The 18-year-old spent part of her gap year traveling to Bolivia and Peru before starting at Harvard University this coming fall. Malia traveled with a group of other teens through the Colorado-based organization Where There Be Dragons, which helps students “examine current political trends, social movements and environmental conversation efforts in the mountains and jungles of Bolivia and Peru,” according to the program’s website.
The 83-day trip, which costs $14,555, not including airfare, offers intensive Spanish-language courses and an extended home-stay with a family in the small town of Tiquipaya, Bolivia, near Cochabamba, the program’s website says. Other highlights of the trip feature visits to La Paz, Lake Titicaca and Machu Picchu.
Gregario Mamani, who led the tour group on a five-day trek through Bolivia’s Cordillera Real mountain range, told The New York Times that he and his fellow guides were unaware which teen needed several American bodyguards.
“There was a blonde girl, and we assumed she was the important one,” Mamani said, only later realizing that he was showing the mountain range to the president’s daughter. “She was very humble, chatty, spoke Spanish very well.
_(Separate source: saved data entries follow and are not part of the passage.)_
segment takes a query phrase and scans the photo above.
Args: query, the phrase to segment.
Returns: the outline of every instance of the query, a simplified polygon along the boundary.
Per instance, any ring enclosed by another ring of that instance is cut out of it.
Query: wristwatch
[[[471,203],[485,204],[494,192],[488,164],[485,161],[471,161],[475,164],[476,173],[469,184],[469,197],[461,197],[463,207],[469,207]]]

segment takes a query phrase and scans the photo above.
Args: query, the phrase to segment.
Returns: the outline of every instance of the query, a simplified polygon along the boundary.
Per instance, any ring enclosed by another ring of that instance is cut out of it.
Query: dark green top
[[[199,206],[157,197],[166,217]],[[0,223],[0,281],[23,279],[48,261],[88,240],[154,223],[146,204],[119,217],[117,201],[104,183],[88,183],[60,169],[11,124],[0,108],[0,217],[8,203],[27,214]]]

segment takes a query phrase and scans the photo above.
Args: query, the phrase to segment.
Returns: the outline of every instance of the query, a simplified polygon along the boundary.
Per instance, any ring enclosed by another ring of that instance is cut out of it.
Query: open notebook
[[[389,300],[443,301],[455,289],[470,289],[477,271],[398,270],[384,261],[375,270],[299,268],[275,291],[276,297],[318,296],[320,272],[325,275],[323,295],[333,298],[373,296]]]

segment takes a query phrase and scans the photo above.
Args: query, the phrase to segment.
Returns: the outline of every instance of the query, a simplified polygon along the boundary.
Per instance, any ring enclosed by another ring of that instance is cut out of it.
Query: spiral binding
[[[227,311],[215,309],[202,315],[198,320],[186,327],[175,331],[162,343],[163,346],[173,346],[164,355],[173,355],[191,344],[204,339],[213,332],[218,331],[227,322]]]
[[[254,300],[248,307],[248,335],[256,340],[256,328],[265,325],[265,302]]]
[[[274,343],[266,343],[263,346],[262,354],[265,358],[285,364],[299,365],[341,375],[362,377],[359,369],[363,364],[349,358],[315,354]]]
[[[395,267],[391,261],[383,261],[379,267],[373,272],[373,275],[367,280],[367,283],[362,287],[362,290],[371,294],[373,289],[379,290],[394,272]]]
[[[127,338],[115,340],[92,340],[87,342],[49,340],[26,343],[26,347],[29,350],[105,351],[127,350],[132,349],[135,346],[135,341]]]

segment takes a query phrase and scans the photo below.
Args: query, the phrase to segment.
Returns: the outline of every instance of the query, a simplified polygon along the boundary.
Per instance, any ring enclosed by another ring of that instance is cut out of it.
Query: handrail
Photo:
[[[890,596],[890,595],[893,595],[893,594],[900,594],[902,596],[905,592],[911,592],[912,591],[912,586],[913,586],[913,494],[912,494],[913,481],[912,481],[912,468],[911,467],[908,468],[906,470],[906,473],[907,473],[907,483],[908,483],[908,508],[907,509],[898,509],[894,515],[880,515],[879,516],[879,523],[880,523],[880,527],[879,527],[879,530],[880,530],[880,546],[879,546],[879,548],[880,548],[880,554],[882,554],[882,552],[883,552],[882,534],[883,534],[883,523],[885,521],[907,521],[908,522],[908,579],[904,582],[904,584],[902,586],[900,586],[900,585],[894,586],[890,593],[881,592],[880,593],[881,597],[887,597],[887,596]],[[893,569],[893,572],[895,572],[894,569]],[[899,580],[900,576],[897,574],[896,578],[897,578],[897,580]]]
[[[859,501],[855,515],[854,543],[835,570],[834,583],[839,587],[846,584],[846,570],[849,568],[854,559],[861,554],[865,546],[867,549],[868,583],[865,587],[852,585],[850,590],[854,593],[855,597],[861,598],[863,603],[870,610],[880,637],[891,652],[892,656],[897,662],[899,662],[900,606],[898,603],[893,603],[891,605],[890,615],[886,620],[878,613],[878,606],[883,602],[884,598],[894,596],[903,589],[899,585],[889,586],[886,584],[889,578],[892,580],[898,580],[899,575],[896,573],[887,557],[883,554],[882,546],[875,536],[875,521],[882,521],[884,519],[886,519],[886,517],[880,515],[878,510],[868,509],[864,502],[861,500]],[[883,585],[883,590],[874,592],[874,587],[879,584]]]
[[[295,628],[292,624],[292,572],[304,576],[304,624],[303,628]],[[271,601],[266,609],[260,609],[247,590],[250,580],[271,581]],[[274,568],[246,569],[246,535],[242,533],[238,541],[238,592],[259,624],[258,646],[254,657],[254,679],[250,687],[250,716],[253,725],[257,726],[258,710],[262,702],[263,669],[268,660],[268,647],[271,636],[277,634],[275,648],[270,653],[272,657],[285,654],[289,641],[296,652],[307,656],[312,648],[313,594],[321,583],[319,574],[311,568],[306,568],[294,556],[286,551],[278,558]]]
She was mesmerized by the Bolivian landscape.”
Mamani added that Malia wasn’t given any special treatment during the hike and participated in ordinary chores, such as cooking.
According to Bolivian media reports, President Obama called Bolivia’s President Evo Morales to ask for his assistance in assuring his daughter’s safety and keeping her visit quiet. White House officials declined to comment to The New York Times about the phone call.